Paul continues in verse 9, "The things which you learned and received and heard and saw in me, these do, and the God of peace will be with you." God shows here an organic relationship between what we think and what we do. What we fill our minds with will inevitably influence how we choose to live. Therefore, what content and images we open into our minds will bear great significance.

For example, although popular opinion says Harry Potter, Twilight, and The Hunger Games are all great movies to watch, can we honestly admit that these movies line up to the above criteria? I challenge you, as I am challenging myself, to refine what we mean by loving God with all our mind. He views every thought. Would He be pleased and glorified? Or is there something else stealing the attention and adoration He so deserves?

In the mentioned movies, there is blatant murder, gore, sorcery, false romance, nudity, sensuality, and the glorification of what is darkness in the eyes of our Lord.

"Oh, but there is a good side and bad side, and the good guys always win!" Good and evil is defined by who in this work? The secular author with no biblical standards or convictions?

"Oh, but it's real. This really happens in the world around us!" Well, sex slaves, abuse, homosexuality, lewdness, satanic activity and worship with many more forms of evil are real and rampant in our world, so is that an excuse to go view it and fill our minds with it?

"Oh, well I'll just close my eyes on that part." Why would you watch a movie that you have to close your eyes on? You are still going to get a glimpse of that image.

A great analogy I once heard was brownie baking. If the cook decided to cook the brownies with a little feces, would you eat them? You can try to spit out the junk, but guess what, the poop is mixed into all the brownies as these secular authors mix all their junk throughout their stories.

Here is another example. A friend of mine went to go watch a Marvel movie with his youth group when it first hit the cinema. The film was based on one of his favorite old superhero, kid comic strips. The comics were innocent; how bad could the movie be? Plus, if the youth group is going, hey, it must be ok, right? During the movie, he stood up and walked out. Why? The large screen displayed a naked woman, and as the Word of God commands, that is not an image he is to allow into his mind. What would his wife think if he allowed his eyes to stare at this bare actress? What would our future spouses think of similar images we accept into our minds? Purity of mind is of utmost priority.

Isaiah wisely warns, "Woe to those who call evil good, and good evil; Who put darkness for light, and light for darkness; Who put bitter for sweet, and sweet for bitter!" (Isaiah 5:20). Whose standards are we living by? Ours? Or Jesus'?

1 John 2:6, 28-29, “He who says he abides in Him ought himself also to walk just as He walked… And now, little children, abide in Him, that when He appears, we may have confidence and not be ashamed before Him at His coming. If you know that He is righteous, you know that everyone who practices righteousness is born of Him.” Is this us?

After telling the Thessalonians to test all things, abstain from every form of evil, and hold to what is good, Paul begins to close off with the following words and so will I as I pray you will open your heart and surrender to God.

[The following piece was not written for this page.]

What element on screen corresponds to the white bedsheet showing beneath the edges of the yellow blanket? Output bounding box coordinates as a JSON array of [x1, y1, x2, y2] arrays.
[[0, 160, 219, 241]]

He will lead you to live the kind of life He wishes for you to live, a life that wholly worships Him.

Life is not about us. Life is all about Him. We are to have the mind of Christ. Is that what we are holding to? Are we walking and thinking in the Spirit or in the flesh?

Remember, ultimately what we think will lead to what we do. The mind has such an influence into how we live. We need to follow the words of Scripture as it shows that if we think biblically, we will live biblically. We need to love our God and Savior without hypocrisy. God should get the glory as He so deserves it. Is that our goal in how we live? Is that our goal in how we intake cultural media?

"Now may the God of peace Himself sanctify you completely; and may your whole spirit, soul, and body be preserved blameless at the coming of our Lord Jesus Christ" (1 Thessalonians 5:23).